Urteil zu Diskriminierung Ausweiskontrolle wegen Hautfarbe war rechtswidrig

Es müssen schon handfeste Anhaltspunkte vorliegen, damit die Polizei jemanden aufgrund seiner dunklen Hautfarbe konrollieren darf.

(Foto: dpa)
  • Das Oberverwaltungsgericht Münster hat einem Mann recht gegeben, der wegen sogenannten Racial Profilings gegen zwei Beamte der Bundespolizei geklagt hatte.
  • Das Gericht entschied, dass die Kontrolle des Deutschen am Bochumer Hauptbahnhof unter anderem wegen seiner dunklen Hautfarbe rechtswidrig war.

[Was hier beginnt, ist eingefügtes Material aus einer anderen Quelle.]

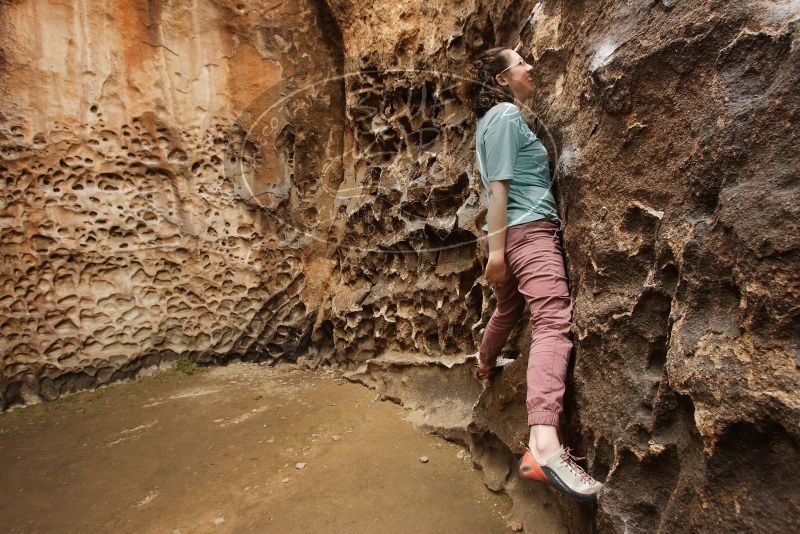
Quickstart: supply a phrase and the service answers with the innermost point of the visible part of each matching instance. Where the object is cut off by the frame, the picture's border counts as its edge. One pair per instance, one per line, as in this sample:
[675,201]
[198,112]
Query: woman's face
[518,76]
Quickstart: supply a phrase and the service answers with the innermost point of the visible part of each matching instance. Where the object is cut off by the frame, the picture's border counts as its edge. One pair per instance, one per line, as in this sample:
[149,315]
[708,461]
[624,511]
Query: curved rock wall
[296,180]
[672,127]
[156,186]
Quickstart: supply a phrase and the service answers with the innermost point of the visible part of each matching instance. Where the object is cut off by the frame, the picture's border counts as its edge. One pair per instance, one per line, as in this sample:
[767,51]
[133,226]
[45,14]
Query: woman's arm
[497,272]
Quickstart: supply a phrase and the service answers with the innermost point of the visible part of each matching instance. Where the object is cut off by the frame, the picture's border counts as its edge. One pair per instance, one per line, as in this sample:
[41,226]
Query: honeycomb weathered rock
[221,179]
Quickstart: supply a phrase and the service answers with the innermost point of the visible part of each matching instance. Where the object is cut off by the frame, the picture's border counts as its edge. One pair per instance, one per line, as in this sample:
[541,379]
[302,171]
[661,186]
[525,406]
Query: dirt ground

Die Kontrolle eines Mannes unter anderem wegen seiner dunklen Hautfarbe im Bochumer Hauptbahnhof war rechtswidrig. Das hat das Oberverwaltungsgericht Münster entschieden und damit eine Entscheidung des Verwaltungsgerichts Köln aus der ersten Instanz gekippt.

Die Ausweiskontrolle des heute 43-jährigen Deutschen im November 2013 durch zwei Beamte der Bundespolizei war nach Auffassung des Oberverwaltungsgerichts ein Verstoß gegen das im Grundgesetz verankerte Diskriminierungsverbot. Der 5. Senat des Gerichts betonte in seiner mündlichen Urteilsbegründung, dass Polizeibeamte nur dann auch die Hautfarbe als Anknüpfungspunkt für eine Kontrolle auswählen dürfen, wenn Personen, die ein solches Merkmal aufwiesen, an dem entsprechenden Ort überproportional häufig strafrechtlich auffielen.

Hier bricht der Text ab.